TDS on NRI Rental Income: The 30% Rule
When a tenant pays rent to an NRI landlord, they are legally required to deduct TDS under Section 195 of the Income Tax Act. The TDS rate is 30% on the gross rent amount (before any deductions), plus 4% health and education cess, making the effective TDS rate 31.2%. For higher rental amounts, surcharge may also apply. This is significantly higher than the 10% TDS applicable when the landlord is a resident Indian. The key issue is that TDS is computed on gross rent while actual tax is computed on a much lower taxable income (after deductions). This mismatch almost always results in excess TDS being deducted, entitling the NRI to a refund.
The Refund Opportunity Most NRIs Miss
Consider an NRI receiving Rs. 6,00,000 annual rent. The tenant deducts TDS of Rs. 1,87,200 (31.2% of Rs. 6,00,000). After municipal taxes of Rs. 30,000, the NAV is Rs. 5,70,000. Standard deduction of 30% brings the taxable income to Rs. 3,99,000. The actual tax on this amount under the new regime is approximately Rs. 7,280. The difference between TDS deducted (Rs. 1,87,200) and actual tax (Rs. 7,280) is Rs. 1,79,920, which is refundable upon filing ITR. Many NRIs do not realise this and leave lakhs of rupees unclaimed with the government every year.

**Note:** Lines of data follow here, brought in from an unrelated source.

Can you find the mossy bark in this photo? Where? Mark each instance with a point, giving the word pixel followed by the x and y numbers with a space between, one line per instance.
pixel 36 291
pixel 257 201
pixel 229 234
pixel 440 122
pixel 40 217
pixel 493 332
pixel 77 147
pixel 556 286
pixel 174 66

Section 197: Lower TDS Certificate
NRIs can apply to the Assessing Officer for a certificate under Section 197 that directs the tenant to deduct TDS at a lower rate (or nil) based on the NRI's actual estimated tax liability. This avoids the cash flow problem of excess TDS and the need to wait for a refund. The application is filed online on the Income Tax portal, and the certificate is typically issued within 30 days. This is particularly useful for NRIs with rental income as their only Indian income, where the tax liability after deductions is minimal or nil.
DTAA and Double Taxation Relief
Under most Double Taxation Avoidance Agreements (DTAAs) that India has with other countries, rental income from immovable property situated in India is taxable in India (the source country). The NRI's country of residence provides relief by allowing a credit for the Indian tax paid against the domestic tax liability on the same income. For example, a US-based NRI would report the Indian rental income on their US tax return and claim a Foreign Tax Credit for the Indian tax paid. To avail DTAA benefits, NRIs should obtain a Tax Residency Certificate (TRC) from their country of residence and file Form 10F with the Indian tax authorities.
Filing Requirements and Deadlines
Every NRI with taxable Indian income exceeding the basic exemption limit (Rs. 3,00,000 under new regime) or seeking a TDS refund must file an Income Tax Return. NRIs file ITR-2 (since rental income cannot be filed in ITR-1). The due date is July 31 for individuals without audit requirements. Filing a return is the only way to claim the TDS refund, and returns can be filed up to two years from the end of the assessment year with late fees.
Disclaimer
This calculator provides indicative estimates based on the Income Tax Act, 1961 and current tax slabs. Actual tax liability may vary based on your total income, residential status, and applicable surcharge. Consult a qualified Chartered Accountant for personalised tax advice. This is not financial or tax advice.